To define objective decision rules applicable to the problem of predicting the mechanism of action (MOA)1 of novel substances in compound library screens, we used supervised classification algorithms. These algorithms require a training set of mRNA profiles to define a separation function ("to train the classifier") to assign a compound to its antibiotic MOA category solely based on the mRNA profile it triggers in B. subtilis. In this study, we focused on support vector machines (SVMs) as this algorithm class has been shown to be well suited for categorizing microarray data (5). Using our mRNA profile reference database, we investigated several aspects of microarray-based MOA classifications. First we analyzed the effect of the experimental design on the MOA prediction performance. Second we identified gene sets whose expression carries most of the information that is indicative for characterizing the MOAs of the compound. In addition, we present an in depth discussion of the biological context of these "antibiotic efficacy biomarkers." Last we discuss the biology underlying the biomarker concept by exemplifying the response of B. subtilis to two agents that both block DNA replication but via different molecular mechanisms. We show that the analysis of pathway activity patterns can pinpoint mechanistic details of novel substances.
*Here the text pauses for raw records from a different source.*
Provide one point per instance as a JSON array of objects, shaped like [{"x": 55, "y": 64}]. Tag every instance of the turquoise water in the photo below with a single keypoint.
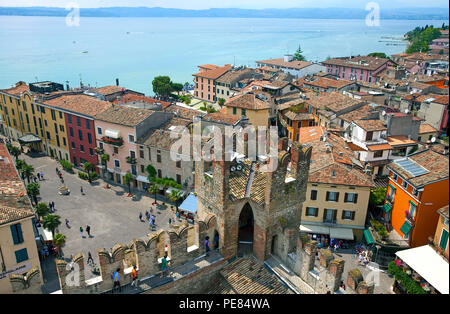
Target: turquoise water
[{"x": 137, "y": 49}]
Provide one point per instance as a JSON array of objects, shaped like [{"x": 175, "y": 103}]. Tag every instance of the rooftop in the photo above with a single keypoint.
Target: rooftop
[
  {"x": 124, "y": 115},
  {"x": 298, "y": 65},
  {"x": 82, "y": 104},
  {"x": 360, "y": 62}
]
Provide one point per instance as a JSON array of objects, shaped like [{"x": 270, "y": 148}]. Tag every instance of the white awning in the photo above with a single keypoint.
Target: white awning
[
  {"x": 314, "y": 229},
  {"x": 112, "y": 133},
  {"x": 142, "y": 179},
  {"x": 341, "y": 233},
  {"x": 429, "y": 265}
]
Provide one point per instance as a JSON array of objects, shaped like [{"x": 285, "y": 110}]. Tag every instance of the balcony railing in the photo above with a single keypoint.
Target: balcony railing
[{"x": 112, "y": 141}]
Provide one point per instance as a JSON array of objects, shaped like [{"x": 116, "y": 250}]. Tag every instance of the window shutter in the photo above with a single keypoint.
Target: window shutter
[
  {"x": 19, "y": 233},
  {"x": 14, "y": 234}
]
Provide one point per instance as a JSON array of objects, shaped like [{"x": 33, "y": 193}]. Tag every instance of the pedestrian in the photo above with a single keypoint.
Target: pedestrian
[
  {"x": 88, "y": 230},
  {"x": 90, "y": 258},
  {"x": 134, "y": 280},
  {"x": 116, "y": 278},
  {"x": 207, "y": 245},
  {"x": 164, "y": 265}
]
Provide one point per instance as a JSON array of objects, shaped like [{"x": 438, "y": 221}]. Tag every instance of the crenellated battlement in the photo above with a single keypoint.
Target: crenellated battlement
[{"x": 182, "y": 245}]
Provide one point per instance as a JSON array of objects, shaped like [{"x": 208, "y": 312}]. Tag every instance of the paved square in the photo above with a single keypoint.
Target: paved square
[{"x": 112, "y": 216}]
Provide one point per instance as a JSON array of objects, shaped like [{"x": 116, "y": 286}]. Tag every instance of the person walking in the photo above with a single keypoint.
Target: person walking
[
  {"x": 116, "y": 278},
  {"x": 207, "y": 245},
  {"x": 90, "y": 258},
  {"x": 88, "y": 230},
  {"x": 164, "y": 265},
  {"x": 134, "y": 279}
]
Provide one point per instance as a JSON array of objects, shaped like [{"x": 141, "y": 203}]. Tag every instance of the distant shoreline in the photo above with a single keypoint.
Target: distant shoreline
[{"x": 294, "y": 13}]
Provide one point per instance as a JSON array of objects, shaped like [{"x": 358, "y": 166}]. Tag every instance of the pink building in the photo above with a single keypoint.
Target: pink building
[
  {"x": 117, "y": 130},
  {"x": 205, "y": 81},
  {"x": 360, "y": 68}
]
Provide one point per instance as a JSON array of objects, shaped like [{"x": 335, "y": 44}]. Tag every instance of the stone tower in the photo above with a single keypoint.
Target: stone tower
[{"x": 228, "y": 188}]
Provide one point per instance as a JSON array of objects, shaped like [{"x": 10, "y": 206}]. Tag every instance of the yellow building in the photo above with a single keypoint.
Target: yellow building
[
  {"x": 18, "y": 250},
  {"x": 441, "y": 235},
  {"x": 23, "y": 113},
  {"x": 337, "y": 196}
]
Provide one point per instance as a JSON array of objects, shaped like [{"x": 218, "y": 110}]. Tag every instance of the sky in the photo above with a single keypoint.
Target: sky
[{"x": 246, "y": 4}]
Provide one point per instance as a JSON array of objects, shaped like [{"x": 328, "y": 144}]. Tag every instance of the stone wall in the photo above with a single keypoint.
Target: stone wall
[{"x": 142, "y": 253}]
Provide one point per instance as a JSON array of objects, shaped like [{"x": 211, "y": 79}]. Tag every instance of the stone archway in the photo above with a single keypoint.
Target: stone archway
[{"x": 246, "y": 225}]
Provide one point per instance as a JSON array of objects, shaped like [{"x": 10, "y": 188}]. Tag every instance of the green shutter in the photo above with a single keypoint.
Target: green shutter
[
  {"x": 406, "y": 228},
  {"x": 444, "y": 239},
  {"x": 368, "y": 236},
  {"x": 387, "y": 208}
]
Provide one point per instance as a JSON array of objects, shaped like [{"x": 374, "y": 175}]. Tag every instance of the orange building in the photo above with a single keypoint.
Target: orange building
[{"x": 418, "y": 187}]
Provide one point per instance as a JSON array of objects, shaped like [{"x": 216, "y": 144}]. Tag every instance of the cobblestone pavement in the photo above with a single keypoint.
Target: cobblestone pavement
[{"x": 112, "y": 216}]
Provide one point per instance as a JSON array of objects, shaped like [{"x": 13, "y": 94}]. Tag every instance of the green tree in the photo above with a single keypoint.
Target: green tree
[
  {"x": 15, "y": 151},
  {"x": 33, "y": 191},
  {"x": 89, "y": 168},
  {"x": 42, "y": 210},
  {"x": 127, "y": 178},
  {"x": 27, "y": 171},
  {"x": 378, "y": 54},
  {"x": 298, "y": 55},
  {"x": 59, "y": 240},
  {"x": 377, "y": 196},
  {"x": 162, "y": 86},
  {"x": 51, "y": 222},
  {"x": 174, "y": 196}
]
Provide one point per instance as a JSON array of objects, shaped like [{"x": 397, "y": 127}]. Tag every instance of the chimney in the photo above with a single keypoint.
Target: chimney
[{"x": 288, "y": 58}]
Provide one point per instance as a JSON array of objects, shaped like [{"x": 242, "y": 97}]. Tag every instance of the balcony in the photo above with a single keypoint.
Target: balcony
[
  {"x": 131, "y": 160},
  {"x": 112, "y": 141}
]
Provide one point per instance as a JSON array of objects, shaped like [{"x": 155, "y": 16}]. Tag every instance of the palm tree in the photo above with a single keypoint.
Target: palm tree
[
  {"x": 89, "y": 168},
  {"x": 151, "y": 171},
  {"x": 27, "y": 171},
  {"x": 59, "y": 240},
  {"x": 174, "y": 196},
  {"x": 127, "y": 180},
  {"x": 51, "y": 222},
  {"x": 154, "y": 189},
  {"x": 33, "y": 191},
  {"x": 42, "y": 210}
]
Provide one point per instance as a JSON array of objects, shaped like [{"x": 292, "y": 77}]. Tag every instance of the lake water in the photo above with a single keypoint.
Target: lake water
[{"x": 135, "y": 50}]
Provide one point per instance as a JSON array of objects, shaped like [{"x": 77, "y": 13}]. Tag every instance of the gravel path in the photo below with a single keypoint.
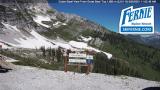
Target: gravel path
[{"x": 29, "y": 78}]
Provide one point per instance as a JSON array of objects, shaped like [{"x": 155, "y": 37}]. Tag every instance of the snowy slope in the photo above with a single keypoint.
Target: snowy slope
[
  {"x": 32, "y": 39},
  {"x": 22, "y": 39},
  {"x": 39, "y": 18},
  {"x": 28, "y": 78}
]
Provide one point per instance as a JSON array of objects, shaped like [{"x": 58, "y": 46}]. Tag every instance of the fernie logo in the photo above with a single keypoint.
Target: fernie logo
[{"x": 137, "y": 21}]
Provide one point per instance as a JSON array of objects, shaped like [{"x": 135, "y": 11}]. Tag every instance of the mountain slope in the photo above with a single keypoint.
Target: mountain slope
[
  {"x": 30, "y": 78},
  {"x": 151, "y": 40},
  {"x": 30, "y": 20}
]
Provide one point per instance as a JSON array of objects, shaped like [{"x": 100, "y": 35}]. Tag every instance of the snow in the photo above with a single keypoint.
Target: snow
[
  {"x": 86, "y": 39},
  {"x": 29, "y": 78},
  {"x": 34, "y": 42},
  {"x": 58, "y": 24},
  {"x": 80, "y": 45},
  {"x": 39, "y": 18},
  {"x": 4, "y": 46}
]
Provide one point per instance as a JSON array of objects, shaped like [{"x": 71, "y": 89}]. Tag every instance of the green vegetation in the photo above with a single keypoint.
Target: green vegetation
[
  {"x": 132, "y": 59},
  {"x": 35, "y": 62}
]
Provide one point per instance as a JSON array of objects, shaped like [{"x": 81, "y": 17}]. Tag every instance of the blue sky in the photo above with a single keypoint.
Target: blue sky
[{"x": 107, "y": 15}]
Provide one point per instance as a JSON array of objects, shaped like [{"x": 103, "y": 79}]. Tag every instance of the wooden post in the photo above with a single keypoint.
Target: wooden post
[
  {"x": 65, "y": 63},
  {"x": 88, "y": 69}
]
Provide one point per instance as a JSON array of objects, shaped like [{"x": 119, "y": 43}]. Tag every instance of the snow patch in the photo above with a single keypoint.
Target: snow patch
[
  {"x": 30, "y": 78},
  {"x": 86, "y": 39},
  {"x": 39, "y": 18},
  {"x": 34, "y": 42},
  {"x": 58, "y": 24}
]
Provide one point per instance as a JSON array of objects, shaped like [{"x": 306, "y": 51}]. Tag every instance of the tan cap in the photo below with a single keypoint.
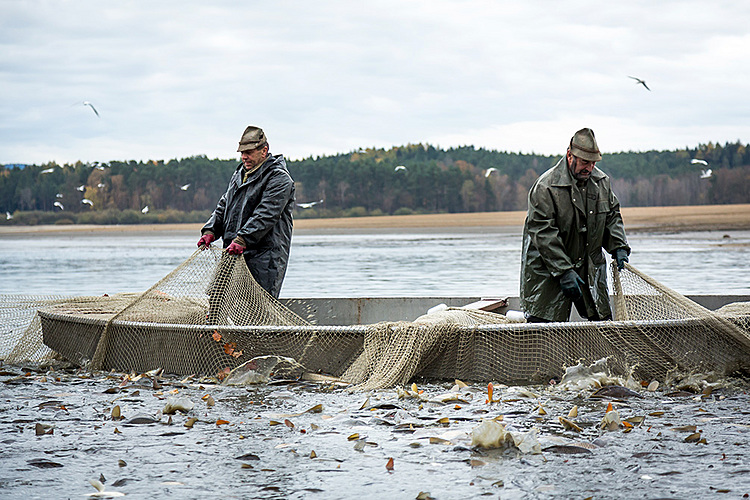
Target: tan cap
[
  {"x": 583, "y": 145},
  {"x": 252, "y": 137}
]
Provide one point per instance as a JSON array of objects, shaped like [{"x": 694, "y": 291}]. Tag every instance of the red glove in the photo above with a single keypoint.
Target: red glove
[
  {"x": 206, "y": 240},
  {"x": 235, "y": 249}
]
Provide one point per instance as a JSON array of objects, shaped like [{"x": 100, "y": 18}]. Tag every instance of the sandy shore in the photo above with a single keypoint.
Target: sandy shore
[{"x": 651, "y": 219}]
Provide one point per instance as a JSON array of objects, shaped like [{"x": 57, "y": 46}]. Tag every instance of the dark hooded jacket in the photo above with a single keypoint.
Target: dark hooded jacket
[
  {"x": 567, "y": 227},
  {"x": 258, "y": 210}
]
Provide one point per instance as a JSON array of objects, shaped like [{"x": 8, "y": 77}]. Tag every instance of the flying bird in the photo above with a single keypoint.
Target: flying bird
[
  {"x": 87, "y": 103},
  {"x": 309, "y": 204},
  {"x": 642, "y": 82}
]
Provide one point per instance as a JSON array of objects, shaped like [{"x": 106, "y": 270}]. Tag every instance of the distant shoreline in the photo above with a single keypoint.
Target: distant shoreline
[{"x": 637, "y": 219}]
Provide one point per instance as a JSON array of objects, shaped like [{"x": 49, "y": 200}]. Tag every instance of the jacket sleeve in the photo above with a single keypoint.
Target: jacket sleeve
[
  {"x": 544, "y": 233},
  {"x": 215, "y": 224},
  {"x": 276, "y": 196},
  {"x": 614, "y": 230}
]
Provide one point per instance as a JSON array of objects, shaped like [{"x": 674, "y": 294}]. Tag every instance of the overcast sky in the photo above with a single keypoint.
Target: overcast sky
[{"x": 172, "y": 79}]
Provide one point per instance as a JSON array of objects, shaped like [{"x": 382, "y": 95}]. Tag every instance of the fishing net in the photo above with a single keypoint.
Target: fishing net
[{"x": 208, "y": 316}]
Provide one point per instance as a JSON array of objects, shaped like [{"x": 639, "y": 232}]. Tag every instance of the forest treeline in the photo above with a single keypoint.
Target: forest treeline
[{"x": 408, "y": 179}]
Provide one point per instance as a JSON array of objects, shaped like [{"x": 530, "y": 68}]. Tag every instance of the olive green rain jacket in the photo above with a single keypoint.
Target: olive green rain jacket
[{"x": 566, "y": 228}]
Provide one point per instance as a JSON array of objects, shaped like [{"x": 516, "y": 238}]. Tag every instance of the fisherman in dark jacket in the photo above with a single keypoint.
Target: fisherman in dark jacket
[
  {"x": 254, "y": 216},
  {"x": 572, "y": 215}
]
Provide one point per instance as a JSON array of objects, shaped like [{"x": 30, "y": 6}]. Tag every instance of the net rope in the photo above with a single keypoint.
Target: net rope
[{"x": 209, "y": 316}]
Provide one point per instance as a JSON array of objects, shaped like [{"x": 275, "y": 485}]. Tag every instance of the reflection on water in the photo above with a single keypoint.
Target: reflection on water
[
  {"x": 262, "y": 442},
  {"x": 57, "y": 430},
  {"x": 468, "y": 262}
]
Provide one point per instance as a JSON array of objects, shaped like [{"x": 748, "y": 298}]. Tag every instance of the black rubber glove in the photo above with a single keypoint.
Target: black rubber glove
[
  {"x": 571, "y": 283},
  {"x": 621, "y": 256}
]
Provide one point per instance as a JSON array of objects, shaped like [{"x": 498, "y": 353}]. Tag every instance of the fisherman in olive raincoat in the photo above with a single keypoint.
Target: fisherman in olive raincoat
[
  {"x": 254, "y": 216},
  {"x": 572, "y": 215}
]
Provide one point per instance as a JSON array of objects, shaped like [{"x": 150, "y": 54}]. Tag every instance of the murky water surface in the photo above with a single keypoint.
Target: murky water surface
[
  {"x": 469, "y": 262},
  {"x": 57, "y": 430},
  {"x": 273, "y": 441}
]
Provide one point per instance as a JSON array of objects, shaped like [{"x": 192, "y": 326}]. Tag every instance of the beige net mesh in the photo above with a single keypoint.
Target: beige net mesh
[{"x": 208, "y": 316}]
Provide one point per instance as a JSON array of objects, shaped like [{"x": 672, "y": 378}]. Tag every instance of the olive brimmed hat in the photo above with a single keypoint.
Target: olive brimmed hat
[
  {"x": 253, "y": 137},
  {"x": 583, "y": 145}
]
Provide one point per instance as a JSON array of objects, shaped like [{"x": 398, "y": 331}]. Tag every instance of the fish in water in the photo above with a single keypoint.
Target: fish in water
[
  {"x": 260, "y": 369},
  {"x": 615, "y": 391}
]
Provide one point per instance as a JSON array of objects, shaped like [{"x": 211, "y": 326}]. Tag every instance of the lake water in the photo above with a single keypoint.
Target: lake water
[
  {"x": 465, "y": 262},
  {"x": 57, "y": 430}
]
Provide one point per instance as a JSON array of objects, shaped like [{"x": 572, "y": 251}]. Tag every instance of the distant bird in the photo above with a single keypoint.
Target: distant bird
[
  {"x": 309, "y": 204},
  {"x": 642, "y": 82},
  {"x": 87, "y": 103}
]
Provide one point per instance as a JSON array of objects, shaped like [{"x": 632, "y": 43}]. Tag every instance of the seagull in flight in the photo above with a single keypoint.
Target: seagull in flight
[
  {"x": 642, "y": 82},
  {"x": 89, "y": 104},
  {"x": 309, "y": 204}
]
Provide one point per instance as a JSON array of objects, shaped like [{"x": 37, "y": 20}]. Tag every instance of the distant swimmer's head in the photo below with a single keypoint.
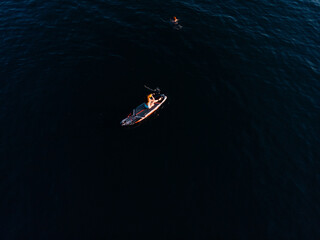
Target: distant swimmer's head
[{"x": 174, "y": 19}]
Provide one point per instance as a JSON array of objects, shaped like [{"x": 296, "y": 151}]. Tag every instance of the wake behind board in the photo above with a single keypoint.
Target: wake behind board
[{"x": 142, "y": 112}]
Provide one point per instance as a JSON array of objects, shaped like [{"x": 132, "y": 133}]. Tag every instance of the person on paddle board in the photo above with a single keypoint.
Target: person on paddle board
[{"x": 150, "y": 101}]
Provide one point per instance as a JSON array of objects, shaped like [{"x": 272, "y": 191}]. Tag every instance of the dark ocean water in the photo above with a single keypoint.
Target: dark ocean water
[{"x": 234, "y": 154}]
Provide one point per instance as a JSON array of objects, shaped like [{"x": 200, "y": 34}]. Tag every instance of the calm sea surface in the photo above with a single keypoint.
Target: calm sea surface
[{"x": 234, "y": 153}]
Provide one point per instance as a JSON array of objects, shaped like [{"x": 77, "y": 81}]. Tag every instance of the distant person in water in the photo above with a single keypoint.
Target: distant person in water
[
  {"x": 175, "y": 20},
  {"x": 150, "y": 101}
]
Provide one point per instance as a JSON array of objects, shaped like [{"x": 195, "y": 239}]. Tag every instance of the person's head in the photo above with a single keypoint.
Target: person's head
[{"x": 149, "y": 96}]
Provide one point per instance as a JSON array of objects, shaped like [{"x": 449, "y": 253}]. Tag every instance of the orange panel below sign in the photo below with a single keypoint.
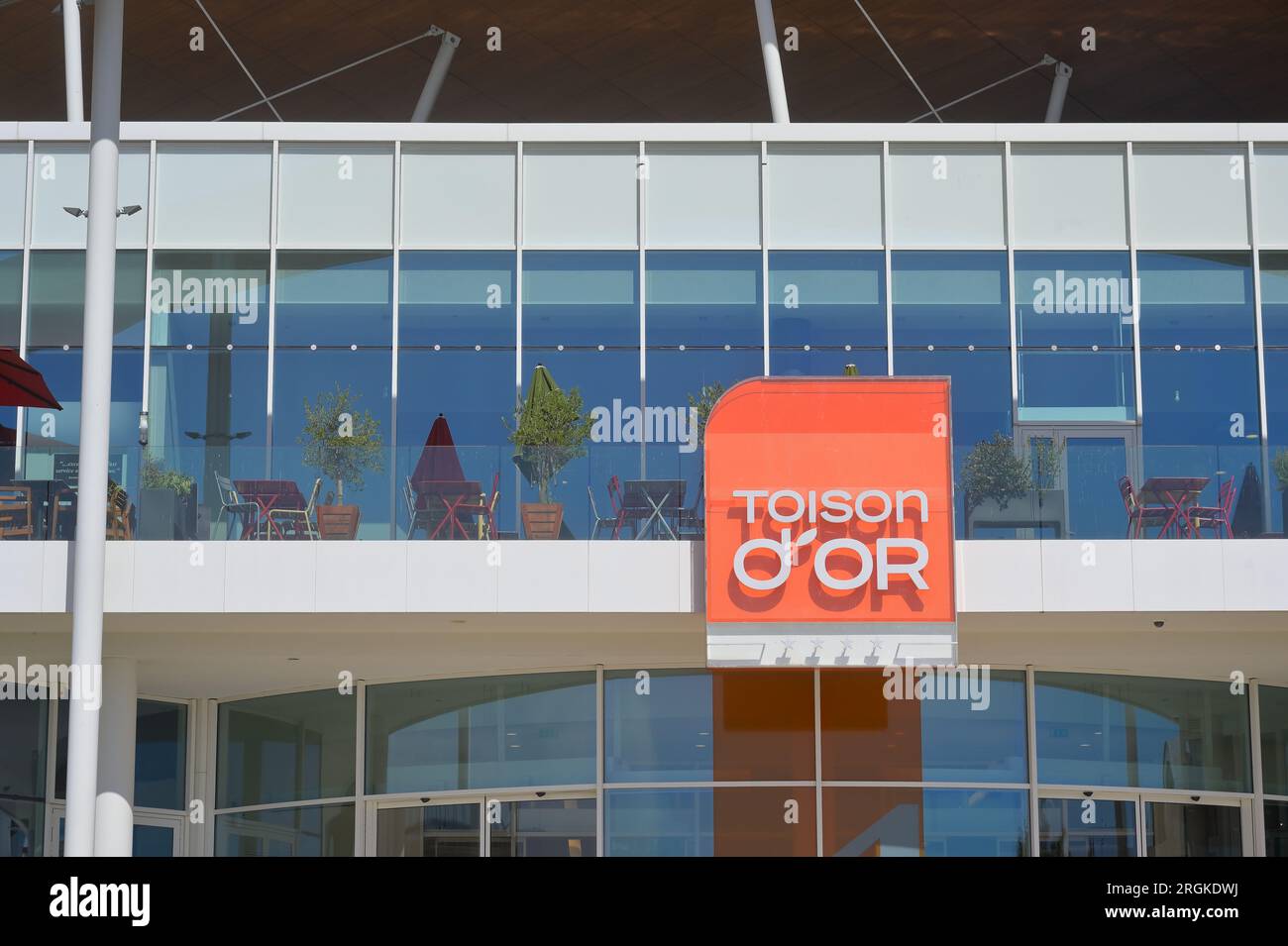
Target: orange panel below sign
[{"x": 829, "y": 523}]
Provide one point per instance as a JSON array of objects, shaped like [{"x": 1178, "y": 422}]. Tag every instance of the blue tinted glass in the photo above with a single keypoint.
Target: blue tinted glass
[
  {"x": 482, "y": 732},
  {"x": 961, "y": 742},
  {"x": 303, "y": 376},
  {"x": 660, "y": 729},
  {"x": 456, "y": 299},
  {"x": 1141, "y": 731},
  {"x": 1073, "y": 299},
  {"x": 209, "y": 297},
  {"x": 827, "y": 299},
  {"x": 1190, "y": 395},
  {"x": 153, "y": 841},
  {"x": 1274, "y": 297},
  {"x": 334, "y": 297},
  {"x": 703, "y": 299},
  {"x": 160, "y": 755},
  {"x": 949, "y": 299},
  {"x": 1196, "y": 299},
  {"x": 581, "y": 299},
  {"x": 310, "y": 832},
  {"x": 660, "y": 822},
  {"x": 827, "y": 362}
]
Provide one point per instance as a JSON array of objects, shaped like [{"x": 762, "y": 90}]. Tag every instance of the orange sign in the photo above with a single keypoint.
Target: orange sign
[{"x": 829, "y": 521}]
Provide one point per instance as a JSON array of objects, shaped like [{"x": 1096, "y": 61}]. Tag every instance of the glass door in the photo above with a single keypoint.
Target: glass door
[{"x": 526, "y": 825}]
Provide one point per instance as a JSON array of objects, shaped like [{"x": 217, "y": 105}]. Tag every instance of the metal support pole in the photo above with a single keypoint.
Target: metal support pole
[
  {"x": 437, "y": 76},
  {"x": 1059, "y": 90},
  {"x": 114, "y": 813},
  {"x": 773, "y": 63},
  {"x": 72, "y": 62},
  {"x": 95, "y": 404}
]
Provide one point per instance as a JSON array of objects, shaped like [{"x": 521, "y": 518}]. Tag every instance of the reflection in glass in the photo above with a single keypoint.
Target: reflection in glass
[
  {"x": 548, "y": 828},
  {"x": 1086, "y": 828},
  {"x": 310, "y": 832},
  {"x": 1193, "y": 830},
  {"x": 287, "y": 748},
  {"x": 1141, "y": 731},
  {"x": 482, "y": 732}
]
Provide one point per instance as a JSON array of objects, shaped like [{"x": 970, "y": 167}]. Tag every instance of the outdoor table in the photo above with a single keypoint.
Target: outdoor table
[
  {"x": 451, "y": 494},
  {"x": 653, "y": 501},
  {"x": 268, "y": 494},
  {"x": 1177, "y": 493}
]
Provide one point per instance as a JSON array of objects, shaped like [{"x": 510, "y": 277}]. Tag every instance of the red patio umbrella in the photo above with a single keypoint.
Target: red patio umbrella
[
  {"x": 21, "y": 385},
  {"x": 438, "y": 461}
]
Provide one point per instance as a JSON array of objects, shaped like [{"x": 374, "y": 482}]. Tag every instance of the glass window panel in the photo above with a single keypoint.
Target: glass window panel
[
  {"x": 1274, "y": 299},
  {"x": 827, "y": 299},
  {"x": 335, "y": 196},
  {"x": 1274, "y": 739},
  {"x": 927, "y": 822},
  {"x": 13, "y": 193},
  {"x": 1190, "y": 196},
  {"x": 658, "y": 730},
  {"x": 703, "y": 299},
  {"x": 310, "y": 832},
  {"x": 55, "y": 299},
  {"x": 209, "y": 297},
  {"x": 482, "y": 732},
  {"x": 22, "y": 828},
  {"x": 975, "y": 738},
  {"x": 160, "y": 755},
  {"x": 660, "y": 822},
  {"x": 213, "y": 196},
  {"x": 1141, "y": 732},
  {"x": 944, "y": 196},
  {"x": 62, "y": 180},
  {"x": 11, "y": 297},
  {"x": 334, "y": 299},
  {"x": 22, "y": 745},
  {"x": 284, "y": 748},
  {"x": 703, "y": 196},
  {"x": 303, "y": 376},
  {"x": 458, "y": 196},
  {"x": 1196, "y": 299},
  {"x": 583, "y": 196},
  {"x": 822, "y": 196},
  {"x": 549, "y": 828},
  {"x": 1271, "y": 170},
  {"x": 456, "y": 299},
  {"x": 1086, "y": 828},
  {"x": 949, "y": 299},
  {"x": 1069, "y": 196}
]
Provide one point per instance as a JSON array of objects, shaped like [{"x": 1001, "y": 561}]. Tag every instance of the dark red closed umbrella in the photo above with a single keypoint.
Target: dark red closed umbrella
[
  {"x": 21, "y": 385},
  {"x": 438, "y": 461}
]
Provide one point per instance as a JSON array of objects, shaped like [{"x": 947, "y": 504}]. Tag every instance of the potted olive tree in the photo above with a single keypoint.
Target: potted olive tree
[
  {"x": 550, "y": 429},
  {"x": 166, "y": 502},
  {"x": 342, "y": 444}
]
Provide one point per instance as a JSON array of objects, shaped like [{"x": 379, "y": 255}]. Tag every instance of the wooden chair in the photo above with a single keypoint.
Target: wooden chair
[
  {"x": 16, "y": 512},
  {"x": 297, "y": 517}
]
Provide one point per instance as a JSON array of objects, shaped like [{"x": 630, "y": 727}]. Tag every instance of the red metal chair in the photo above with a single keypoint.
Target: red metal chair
[
  {"x": 1218, "y": 516},
  {"x": 1137, "y": 514}
]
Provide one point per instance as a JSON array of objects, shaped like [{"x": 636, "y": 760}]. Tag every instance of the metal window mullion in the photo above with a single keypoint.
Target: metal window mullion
[
  {"x": 887, "y": 228},
  {"x": 24, "y": 302},
  {"x": 147, "y": 284},
  {"x": 271, "y": 308},
  {"x": 1258, "y": 787},
  {"x": 1030, "y": 742},
  {"x": 1254, "y": 235},
  {"x": 1009, "y": 229}
]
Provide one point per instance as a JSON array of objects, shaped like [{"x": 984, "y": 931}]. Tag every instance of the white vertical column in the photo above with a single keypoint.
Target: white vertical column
[
  {"x": 82, "y": 729},
  {"x": 773, "y": 62},
  {"x": 114, "y": 811}
]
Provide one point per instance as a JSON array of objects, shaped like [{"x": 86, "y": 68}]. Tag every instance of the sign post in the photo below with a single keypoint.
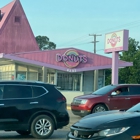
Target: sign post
[{"x": 116, "y": 42}]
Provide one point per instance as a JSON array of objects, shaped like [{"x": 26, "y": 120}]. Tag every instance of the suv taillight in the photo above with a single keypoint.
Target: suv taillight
[{"x": 62, "y": 99}]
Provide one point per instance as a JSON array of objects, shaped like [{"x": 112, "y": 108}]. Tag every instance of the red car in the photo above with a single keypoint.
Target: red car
[{"x": 107, "y": 98}]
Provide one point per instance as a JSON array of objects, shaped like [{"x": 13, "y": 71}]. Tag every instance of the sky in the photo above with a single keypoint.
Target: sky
[{"x": 69, "y": 23}]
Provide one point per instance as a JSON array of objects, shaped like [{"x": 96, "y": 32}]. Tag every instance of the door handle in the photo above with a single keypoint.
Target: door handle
[{"x": 33, "y": 102}]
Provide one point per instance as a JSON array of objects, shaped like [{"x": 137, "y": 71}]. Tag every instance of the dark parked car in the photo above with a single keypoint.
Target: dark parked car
[
  {"x": 32, "y": 107},
  {"x": 111, "y": 97},
  {"x": 108, "y": 125}
]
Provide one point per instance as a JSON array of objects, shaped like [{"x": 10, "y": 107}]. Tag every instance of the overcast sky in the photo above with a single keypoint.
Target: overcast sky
[{"x": 68, "y": 23}]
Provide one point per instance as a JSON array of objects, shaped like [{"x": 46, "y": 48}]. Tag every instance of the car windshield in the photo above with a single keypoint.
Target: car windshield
[
  {"x": 135, "y": 108},
  {"x": 104, "y": 90}
]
The central goal of our work was the identification of efficacy biomarkers whose compound-induced expression provides sufficient information about the underlying mechanisms of the compound. From a technical standpoint, this is critical information for developing robust assays to routinely characterize novel antibiotics. According to our knowledge, there are no published antibiotic efficacy biomarkers available to date that could be used for routinely assaying the mechanism of novel antibiotic substances. In addition, the implementation of MOA-specific screening processes is currently hampered by a lack of standard experiment protocols that could be used for compound library screens. Our work represents also in this regard a first step toward implementing novel expression-based high content screening strategies.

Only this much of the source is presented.